I need to make sure that this function is a metric:
$d(i,j) = 1-\textrm{corr}(i,j)$
where $\textrm{corr}(x,y)$ is the Pearson correlation coefficient which ranges from $[-1,1]$. With this scaling I can satisfy the first three properties of a metric:
- $d(i,j)>0$
- $d(i,i)=0$
- $d(i,j)=d(j,i)$
but I'm not sure how to check the triangle inequality:
$d(i,k) \leq d(i,k)+d(j,k)$.
Should I employ some property of correlation coefficients?
For being a metric $d(i,j)=0$ must imply $i=j$. But if $i,j$ are linearly related then also $corr(i,j)=1$ and $d(i,j)=0$. So first you have to partition the space of random variables into disjoint equivalence classes where the equivalence relation would be defined as: $x\sim y$ if $x$ and $y$ are linearly related. In that case you need to define the function $d([i],[j])=1-corr(i,j)$, where $[k]$ is the equivalence class containing $k$. You can show that this function is also well-defined.

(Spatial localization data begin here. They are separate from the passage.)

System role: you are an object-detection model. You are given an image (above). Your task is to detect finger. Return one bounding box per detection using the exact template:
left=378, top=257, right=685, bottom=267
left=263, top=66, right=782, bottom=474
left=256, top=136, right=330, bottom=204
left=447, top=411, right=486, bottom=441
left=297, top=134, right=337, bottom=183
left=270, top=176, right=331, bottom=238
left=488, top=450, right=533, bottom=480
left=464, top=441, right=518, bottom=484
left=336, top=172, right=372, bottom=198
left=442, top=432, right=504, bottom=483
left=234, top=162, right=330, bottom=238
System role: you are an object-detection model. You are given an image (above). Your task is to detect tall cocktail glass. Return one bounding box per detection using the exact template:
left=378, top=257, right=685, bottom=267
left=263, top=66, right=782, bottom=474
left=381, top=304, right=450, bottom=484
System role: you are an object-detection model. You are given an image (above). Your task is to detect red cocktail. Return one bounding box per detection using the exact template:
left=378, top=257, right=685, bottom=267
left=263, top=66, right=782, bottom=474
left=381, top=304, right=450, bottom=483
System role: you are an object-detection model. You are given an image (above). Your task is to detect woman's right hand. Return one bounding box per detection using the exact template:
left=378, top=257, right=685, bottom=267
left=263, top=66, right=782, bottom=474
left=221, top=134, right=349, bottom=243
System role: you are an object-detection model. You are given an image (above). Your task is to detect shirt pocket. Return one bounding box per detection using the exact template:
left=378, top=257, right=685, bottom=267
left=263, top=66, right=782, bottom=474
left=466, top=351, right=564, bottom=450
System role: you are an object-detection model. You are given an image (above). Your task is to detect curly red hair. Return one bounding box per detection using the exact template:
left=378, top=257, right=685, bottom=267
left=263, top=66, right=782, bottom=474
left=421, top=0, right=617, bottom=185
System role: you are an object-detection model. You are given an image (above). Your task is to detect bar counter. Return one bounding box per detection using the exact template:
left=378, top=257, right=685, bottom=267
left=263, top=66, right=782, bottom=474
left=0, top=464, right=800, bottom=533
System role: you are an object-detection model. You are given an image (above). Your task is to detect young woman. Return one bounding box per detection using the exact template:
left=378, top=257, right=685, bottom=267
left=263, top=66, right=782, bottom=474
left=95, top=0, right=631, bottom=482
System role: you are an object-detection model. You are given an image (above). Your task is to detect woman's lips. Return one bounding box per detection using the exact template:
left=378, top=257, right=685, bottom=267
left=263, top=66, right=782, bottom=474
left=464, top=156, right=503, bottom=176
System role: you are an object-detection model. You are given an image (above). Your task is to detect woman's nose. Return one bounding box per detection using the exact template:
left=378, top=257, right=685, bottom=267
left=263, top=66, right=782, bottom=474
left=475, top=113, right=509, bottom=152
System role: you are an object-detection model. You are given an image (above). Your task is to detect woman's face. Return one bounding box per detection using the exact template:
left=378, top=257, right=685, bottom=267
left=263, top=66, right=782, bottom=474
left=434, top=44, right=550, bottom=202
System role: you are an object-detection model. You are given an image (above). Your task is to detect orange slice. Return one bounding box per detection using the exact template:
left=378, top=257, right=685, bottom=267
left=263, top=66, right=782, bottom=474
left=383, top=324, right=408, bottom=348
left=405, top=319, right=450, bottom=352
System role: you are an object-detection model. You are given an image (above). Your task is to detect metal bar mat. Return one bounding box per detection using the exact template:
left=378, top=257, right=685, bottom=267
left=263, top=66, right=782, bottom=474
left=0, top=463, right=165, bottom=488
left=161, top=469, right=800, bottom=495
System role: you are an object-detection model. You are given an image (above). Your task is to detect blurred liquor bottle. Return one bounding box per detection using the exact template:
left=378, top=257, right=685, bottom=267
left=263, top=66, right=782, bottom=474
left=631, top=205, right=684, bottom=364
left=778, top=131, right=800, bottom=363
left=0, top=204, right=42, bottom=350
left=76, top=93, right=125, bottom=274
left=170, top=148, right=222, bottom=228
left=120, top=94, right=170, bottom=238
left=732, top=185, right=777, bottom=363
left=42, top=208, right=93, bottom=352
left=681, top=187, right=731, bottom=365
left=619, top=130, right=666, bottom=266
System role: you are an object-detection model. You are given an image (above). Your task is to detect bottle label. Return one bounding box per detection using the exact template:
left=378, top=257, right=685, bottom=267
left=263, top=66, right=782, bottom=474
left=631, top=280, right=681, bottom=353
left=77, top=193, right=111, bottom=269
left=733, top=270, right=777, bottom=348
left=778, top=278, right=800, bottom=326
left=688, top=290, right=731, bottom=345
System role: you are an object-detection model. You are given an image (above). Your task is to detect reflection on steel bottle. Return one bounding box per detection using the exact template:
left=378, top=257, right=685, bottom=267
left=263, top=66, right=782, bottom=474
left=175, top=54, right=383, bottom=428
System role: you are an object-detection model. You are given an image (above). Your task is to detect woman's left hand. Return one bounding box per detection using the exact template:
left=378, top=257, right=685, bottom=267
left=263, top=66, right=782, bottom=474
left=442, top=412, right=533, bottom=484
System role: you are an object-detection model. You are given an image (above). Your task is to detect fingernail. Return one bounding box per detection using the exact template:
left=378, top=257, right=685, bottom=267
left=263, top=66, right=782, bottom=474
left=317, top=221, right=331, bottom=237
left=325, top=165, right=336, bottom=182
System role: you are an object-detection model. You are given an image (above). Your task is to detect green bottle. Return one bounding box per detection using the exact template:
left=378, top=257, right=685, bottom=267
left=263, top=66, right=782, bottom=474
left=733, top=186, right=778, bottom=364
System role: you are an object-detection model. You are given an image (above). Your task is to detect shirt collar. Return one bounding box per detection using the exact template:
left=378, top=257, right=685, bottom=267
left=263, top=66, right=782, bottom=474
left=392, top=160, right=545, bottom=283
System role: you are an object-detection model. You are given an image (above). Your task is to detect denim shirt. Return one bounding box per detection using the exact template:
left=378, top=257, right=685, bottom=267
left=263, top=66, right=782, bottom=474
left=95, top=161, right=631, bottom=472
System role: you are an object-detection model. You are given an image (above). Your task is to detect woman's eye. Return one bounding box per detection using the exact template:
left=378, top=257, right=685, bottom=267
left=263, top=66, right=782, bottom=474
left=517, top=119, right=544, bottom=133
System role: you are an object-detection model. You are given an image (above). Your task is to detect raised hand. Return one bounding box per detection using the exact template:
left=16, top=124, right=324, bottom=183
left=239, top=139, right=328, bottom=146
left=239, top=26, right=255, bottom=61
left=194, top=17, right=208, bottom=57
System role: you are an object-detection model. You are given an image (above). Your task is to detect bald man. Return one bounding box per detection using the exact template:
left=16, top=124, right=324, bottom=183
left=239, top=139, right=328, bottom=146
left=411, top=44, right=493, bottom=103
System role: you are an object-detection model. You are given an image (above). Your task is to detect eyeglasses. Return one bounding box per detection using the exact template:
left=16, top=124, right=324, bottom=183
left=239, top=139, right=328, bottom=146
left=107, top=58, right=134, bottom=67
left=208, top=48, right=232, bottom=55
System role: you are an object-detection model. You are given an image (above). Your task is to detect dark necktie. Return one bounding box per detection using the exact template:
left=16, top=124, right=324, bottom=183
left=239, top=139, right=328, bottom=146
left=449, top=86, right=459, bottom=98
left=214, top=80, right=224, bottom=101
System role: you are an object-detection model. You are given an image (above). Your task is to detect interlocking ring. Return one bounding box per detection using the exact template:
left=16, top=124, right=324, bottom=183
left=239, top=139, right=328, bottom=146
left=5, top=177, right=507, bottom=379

Now consider the regression of $i$ on $j$ and then $j$ on $k$. Let the regression equations be $$i=a_{i,j}+\frac{r_{i,j}s_{j}}{s_{i}}j+\epsilon_{i,j}$$ $$j=a_{j,k}+\frac{r_{j,k}s_{k}}{s_{j}}k+\epsilon_{j,k}$$ where $r_{m,n}$ is the correlation between variables $m,n$ and $s_l$is the standard deviation of the variable $l$. Then one can show that $$\frac{r_{i,k}s_k}{s_i}=\frac{r_{i,j}s_j}{s_i}\frac{r_{j,k}s_k}{s_j}$$ Hence $corr(i,k)^2\leq corr(i,k)=corr(i,j)corr(j,k)\leq\frac{cor(i,j)^2+corr(j,k)^2}{2}\leq\frac{cor(i,j)+corr(j,k)}{2}$ So nothing can be told about triangle inequality.